Other questions follow. Will the director participate in the training? The absence of key decision-makers from the process itself can have a significant effect on staff, even though it is not mentioned in any manuals. Likewise, does the agency or institution bring in an outside trainer who trains, perhaps does some consult calls, and leaves without a succession plan? Some way to keep the spirit and practice of the treatment alive? And then during the initial phases of this implementation, what other barriers occur, such as the director getting a new job, or another influential actor going out on medical leave?

Of course, the picture can become even more pernicious. Are there other challenges competing with the meaningful implementation of a high-quality approach? For example, many agencies experience severe pressure to ensure complete adherence to complicated licensing requirements or accreditation. At what point is the search for excellence – that burning desire to become more effective – compromised by the need to ensure timely documentation? Does adherence to regulations end up compromising adherence to a new model? Do we then expend so much effort pursuing fidelity to the model that we then forget to maintain fidelity to the actual client and his or her individual characteristics?

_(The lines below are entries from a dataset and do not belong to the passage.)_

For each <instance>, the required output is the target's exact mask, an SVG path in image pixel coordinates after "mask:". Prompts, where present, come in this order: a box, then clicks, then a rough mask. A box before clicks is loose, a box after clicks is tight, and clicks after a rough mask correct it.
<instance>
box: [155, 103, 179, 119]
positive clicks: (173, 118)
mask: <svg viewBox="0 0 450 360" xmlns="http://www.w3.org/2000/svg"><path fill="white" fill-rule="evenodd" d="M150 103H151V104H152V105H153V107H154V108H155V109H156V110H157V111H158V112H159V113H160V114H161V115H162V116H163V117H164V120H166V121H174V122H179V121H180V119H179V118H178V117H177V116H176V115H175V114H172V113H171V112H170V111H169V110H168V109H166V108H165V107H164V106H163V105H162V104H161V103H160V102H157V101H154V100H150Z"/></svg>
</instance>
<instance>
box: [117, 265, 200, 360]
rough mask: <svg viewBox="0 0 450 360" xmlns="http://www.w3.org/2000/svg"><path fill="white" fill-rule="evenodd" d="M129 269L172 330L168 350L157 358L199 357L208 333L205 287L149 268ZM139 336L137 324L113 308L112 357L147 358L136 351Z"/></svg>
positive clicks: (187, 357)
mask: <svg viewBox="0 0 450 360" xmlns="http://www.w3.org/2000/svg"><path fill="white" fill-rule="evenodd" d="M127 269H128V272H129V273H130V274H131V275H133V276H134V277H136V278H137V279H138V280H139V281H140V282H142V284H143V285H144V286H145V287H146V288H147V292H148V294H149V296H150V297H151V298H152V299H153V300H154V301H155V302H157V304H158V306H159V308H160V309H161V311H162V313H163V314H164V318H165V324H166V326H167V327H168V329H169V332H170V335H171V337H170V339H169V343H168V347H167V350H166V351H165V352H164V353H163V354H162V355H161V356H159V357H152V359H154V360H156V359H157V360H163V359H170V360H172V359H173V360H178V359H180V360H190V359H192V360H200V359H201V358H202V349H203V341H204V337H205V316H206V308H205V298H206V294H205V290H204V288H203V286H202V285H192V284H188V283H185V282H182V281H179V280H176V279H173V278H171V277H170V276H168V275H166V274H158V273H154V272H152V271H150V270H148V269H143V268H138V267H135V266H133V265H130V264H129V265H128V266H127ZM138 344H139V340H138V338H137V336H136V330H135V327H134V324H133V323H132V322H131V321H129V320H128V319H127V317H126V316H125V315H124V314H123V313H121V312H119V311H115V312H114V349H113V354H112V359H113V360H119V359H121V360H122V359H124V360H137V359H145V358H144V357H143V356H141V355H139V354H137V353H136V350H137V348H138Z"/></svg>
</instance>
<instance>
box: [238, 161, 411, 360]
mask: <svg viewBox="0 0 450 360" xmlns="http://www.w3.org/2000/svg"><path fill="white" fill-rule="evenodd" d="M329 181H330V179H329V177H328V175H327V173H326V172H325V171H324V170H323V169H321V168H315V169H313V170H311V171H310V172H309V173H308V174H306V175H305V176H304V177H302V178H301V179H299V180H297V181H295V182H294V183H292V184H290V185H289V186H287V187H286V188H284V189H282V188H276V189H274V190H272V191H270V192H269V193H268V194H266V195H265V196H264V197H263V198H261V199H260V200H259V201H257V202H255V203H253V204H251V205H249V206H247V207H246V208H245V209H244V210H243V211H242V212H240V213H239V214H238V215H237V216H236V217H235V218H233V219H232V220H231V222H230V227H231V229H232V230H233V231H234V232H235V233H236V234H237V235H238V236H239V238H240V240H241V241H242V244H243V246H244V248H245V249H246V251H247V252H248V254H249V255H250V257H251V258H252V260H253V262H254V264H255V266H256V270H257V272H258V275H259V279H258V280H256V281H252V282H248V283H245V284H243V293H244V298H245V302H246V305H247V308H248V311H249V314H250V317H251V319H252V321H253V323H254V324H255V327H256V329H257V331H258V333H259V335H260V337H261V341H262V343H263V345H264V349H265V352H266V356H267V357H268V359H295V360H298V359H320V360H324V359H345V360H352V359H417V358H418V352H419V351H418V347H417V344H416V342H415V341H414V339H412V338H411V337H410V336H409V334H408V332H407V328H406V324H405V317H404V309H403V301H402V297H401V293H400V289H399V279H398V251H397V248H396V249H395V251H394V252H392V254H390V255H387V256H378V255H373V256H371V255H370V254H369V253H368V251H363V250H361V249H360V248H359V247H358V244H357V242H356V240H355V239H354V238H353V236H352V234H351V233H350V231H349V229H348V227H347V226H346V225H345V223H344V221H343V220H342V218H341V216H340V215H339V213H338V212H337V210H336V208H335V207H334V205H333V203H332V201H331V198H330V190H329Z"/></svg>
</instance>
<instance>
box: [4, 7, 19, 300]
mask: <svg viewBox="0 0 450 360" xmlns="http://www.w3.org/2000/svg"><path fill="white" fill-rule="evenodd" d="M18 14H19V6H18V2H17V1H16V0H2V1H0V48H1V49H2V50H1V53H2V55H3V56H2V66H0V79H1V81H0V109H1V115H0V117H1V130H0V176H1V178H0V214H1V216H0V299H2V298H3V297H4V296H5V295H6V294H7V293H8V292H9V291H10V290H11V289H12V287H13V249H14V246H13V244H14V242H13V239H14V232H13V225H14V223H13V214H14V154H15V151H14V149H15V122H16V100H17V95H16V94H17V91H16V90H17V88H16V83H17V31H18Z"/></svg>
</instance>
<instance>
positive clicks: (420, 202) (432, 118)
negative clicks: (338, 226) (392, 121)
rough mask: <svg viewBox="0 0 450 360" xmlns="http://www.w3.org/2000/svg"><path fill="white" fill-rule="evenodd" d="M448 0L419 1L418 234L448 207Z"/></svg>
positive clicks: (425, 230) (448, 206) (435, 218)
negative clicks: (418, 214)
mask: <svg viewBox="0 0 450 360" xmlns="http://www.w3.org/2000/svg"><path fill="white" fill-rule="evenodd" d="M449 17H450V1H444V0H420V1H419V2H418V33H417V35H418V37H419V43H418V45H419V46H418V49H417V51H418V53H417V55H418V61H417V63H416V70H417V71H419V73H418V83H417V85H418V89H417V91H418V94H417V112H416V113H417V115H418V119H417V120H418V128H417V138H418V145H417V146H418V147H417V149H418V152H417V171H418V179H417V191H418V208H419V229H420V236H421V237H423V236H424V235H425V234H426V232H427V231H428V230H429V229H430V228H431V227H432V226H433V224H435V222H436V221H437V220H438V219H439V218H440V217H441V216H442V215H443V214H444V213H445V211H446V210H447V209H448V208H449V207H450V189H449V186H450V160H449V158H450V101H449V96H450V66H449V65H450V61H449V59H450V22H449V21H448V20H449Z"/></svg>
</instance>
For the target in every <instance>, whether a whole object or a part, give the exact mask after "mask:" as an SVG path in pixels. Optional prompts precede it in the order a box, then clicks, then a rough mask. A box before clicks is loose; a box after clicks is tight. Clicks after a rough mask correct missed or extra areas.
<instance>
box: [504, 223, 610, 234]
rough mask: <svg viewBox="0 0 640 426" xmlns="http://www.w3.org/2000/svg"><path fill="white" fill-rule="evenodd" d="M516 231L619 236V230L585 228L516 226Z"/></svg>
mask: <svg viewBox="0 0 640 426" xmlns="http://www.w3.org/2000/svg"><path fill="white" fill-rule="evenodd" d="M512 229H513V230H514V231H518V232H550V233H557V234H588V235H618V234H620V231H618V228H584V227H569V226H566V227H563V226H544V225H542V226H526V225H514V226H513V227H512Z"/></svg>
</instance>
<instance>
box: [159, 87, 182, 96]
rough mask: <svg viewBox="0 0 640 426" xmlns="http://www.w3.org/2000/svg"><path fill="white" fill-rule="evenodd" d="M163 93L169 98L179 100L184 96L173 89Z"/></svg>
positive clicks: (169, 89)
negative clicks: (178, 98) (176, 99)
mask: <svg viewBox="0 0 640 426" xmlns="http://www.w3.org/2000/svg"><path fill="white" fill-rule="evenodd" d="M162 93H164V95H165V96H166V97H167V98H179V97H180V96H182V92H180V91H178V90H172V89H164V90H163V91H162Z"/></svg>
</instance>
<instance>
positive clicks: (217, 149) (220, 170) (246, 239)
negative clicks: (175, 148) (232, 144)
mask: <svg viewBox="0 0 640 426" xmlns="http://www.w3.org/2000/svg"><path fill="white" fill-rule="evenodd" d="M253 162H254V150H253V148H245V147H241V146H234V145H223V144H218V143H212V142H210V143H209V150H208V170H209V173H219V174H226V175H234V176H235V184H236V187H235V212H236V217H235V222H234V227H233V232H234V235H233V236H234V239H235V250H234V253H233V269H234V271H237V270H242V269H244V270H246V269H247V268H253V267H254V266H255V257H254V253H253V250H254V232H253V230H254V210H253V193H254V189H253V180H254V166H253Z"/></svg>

These are questions too often omitted from any manual or introductory training, but they threaten treatment integrity nonetheless. This is why collaboration between researchers, trainers and professionals is so important in the creation of evidence-based practice that is fit for purpose in the real world (see another blog by Kieran on the importance of co-creation).  One of the sadder outcomes of implementation efforts, in our view, is when professionals work treatment jargon into case notes as a signal to auditors and licensors that they were using a model when in fact they really weren’t.

We (David and Kieran, along with our collaborator Danielle Harris) have argued in our training, and in a recent paper, that we can learn a lot about improving services by listening to the voices of the service user. Yet, most treatment providers work in environments where the same service user has little or no voice in their treatment planning.

Out hope is that by raising these questions we may better inspire dialog among professionals, researchers, and trainers as to how we might better anchor our practice in the evidence. All too often the enemy to successful implementation is ourselves.